Mentorship is a huge factor for both my professional and personal life. I’ve been working with my mentor for over 2 years now and he has helped me strike a wonderful balance in my life. He also helps me to think outside the box and to challenge myself all the time. I also utilize him a lot for workshops with my leadership team. He’s added so much value to my career, and I want my employees to gain the same learnings and thought-provoking experiences that he’s given me.
Which other female leaders do you admire and why?
Susan Wojcicki: She is one of the first employees of YouTube and was responsible in monetizing the platform through a partnership with Google. I’m so impressed with her ability to take charge and transform it into the money making machine it is today. Plus, has 5 children, so the fact that she is running the biggest video sharing platform while being a mom is so inspirational to me.

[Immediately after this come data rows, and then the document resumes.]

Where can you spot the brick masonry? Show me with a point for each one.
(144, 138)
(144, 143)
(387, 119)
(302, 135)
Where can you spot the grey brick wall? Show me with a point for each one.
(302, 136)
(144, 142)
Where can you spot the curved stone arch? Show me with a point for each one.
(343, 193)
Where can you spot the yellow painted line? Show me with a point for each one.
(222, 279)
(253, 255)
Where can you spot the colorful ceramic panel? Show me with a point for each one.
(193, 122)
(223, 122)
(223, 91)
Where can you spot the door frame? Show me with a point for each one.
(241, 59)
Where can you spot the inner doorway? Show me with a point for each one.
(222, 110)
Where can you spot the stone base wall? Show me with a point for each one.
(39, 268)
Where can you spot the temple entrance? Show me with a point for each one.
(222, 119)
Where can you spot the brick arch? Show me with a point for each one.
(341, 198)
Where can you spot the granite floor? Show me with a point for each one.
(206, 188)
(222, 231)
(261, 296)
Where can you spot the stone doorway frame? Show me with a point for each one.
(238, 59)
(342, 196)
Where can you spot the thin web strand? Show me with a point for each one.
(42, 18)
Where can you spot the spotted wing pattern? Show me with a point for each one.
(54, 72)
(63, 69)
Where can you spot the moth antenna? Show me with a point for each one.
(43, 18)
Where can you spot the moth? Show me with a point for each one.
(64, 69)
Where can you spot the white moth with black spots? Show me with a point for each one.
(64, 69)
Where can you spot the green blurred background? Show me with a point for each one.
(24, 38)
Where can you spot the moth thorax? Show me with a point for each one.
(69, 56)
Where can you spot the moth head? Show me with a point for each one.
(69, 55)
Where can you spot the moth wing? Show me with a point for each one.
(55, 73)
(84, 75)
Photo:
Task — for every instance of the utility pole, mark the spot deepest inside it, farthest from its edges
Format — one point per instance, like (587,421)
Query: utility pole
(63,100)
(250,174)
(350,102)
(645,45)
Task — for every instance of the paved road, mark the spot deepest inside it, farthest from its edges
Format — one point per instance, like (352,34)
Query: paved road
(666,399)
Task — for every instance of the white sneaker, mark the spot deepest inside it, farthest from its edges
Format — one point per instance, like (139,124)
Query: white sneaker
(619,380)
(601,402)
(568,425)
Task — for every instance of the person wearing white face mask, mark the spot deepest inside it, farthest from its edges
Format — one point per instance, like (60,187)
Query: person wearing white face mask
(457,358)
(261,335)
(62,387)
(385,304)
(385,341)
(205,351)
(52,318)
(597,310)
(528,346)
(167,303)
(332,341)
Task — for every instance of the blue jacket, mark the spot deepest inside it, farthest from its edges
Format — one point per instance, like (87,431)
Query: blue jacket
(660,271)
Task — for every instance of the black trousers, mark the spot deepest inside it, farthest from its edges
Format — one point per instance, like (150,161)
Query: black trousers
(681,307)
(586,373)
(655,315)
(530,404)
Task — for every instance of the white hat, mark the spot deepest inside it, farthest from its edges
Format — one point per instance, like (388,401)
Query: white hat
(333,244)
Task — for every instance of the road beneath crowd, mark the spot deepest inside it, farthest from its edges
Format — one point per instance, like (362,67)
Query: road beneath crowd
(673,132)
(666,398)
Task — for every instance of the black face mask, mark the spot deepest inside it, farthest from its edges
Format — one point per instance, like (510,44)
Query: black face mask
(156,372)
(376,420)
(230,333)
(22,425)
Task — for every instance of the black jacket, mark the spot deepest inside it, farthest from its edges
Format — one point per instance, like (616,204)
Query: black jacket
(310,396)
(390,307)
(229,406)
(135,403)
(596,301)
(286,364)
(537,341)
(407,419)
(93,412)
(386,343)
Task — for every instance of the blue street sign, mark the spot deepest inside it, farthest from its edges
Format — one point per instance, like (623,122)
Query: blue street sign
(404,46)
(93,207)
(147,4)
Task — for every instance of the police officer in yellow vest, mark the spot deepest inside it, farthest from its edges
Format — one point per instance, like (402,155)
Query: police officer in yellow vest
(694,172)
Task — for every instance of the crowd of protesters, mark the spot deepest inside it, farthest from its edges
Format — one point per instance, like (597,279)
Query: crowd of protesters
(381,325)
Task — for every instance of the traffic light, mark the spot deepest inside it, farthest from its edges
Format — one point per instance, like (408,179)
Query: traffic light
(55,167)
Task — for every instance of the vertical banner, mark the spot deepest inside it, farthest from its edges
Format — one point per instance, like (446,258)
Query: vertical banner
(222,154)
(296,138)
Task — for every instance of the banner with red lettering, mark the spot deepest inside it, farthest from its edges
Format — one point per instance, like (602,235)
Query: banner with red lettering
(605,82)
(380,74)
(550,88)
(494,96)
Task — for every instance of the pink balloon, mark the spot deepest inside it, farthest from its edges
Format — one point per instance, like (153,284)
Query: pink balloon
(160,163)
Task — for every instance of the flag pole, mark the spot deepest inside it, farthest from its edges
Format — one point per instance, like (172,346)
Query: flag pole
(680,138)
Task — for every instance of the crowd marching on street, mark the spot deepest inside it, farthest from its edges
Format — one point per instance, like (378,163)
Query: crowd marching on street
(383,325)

Sheryl Sandberg: I love her sharp thoughts about leadership and how she combines it with her private and family life. I respect that she is not afraid to share the difficulties that she has faced because it’s what makes her the strong leader that she is today. I also really love her book Plan B – it really impressed me and I’d recommend it to any female leader.
Monika Zochowska, founder of Glov (http://glov.eu/): She is a personal friend of mine that I admire because she built an international business from Poland. She made a really innovative product that removes makeup with only water, no chemicals or harsh ingredients. It’s not an easy thing to start a global business from Poland, but she managed to do it with great success. She’s amazing in terms of business and has a very warm, positive attitude and great passion for what she does.
What do you want to professionally and personally accomplish in the next year?
Personally, I plan to do the Quigong course. Wisdom Healing Qigong is an ancient practice for health, healing and wellbeing. I also want to continue and advance my yoga practice. personal healing, practicing yoga
On a professional level, we have a strong mission to transform influencers into the new publishers and want to be the lead of this change. We believe that influencers are taking over the media and want our name to be associated with this disruption of the industry. We also want to improve our product, make our influencers and clients happy with our services, and continue to expand into new markets.
What are the top three tips you can offer to an entrepreneur starting out?
Hire slowly, fire fast. Type A people attract Type A people, while Type B people attract Type C people. As an entrepreneur running a tech business, I always try to find Type A people to keep the engine moving smoothly.
Plan ahead. For me, good planning has been the key to success. Very often, urgent things come up and it’s easy to focus on them and get distracted from our main objectives. I’ve learned that urgent things are usually the easiest to resolve, but careful planning and strategic thinking is what brought us to another level, and these things are almost never urgent. Focus on your long term strategy.
Always be straightforward and keep things simple for yourself and everyone else on your team. Never overthink and overcomplicate things. Your employees will appreciate this type of leadership, and having this mentality will make your life much easier.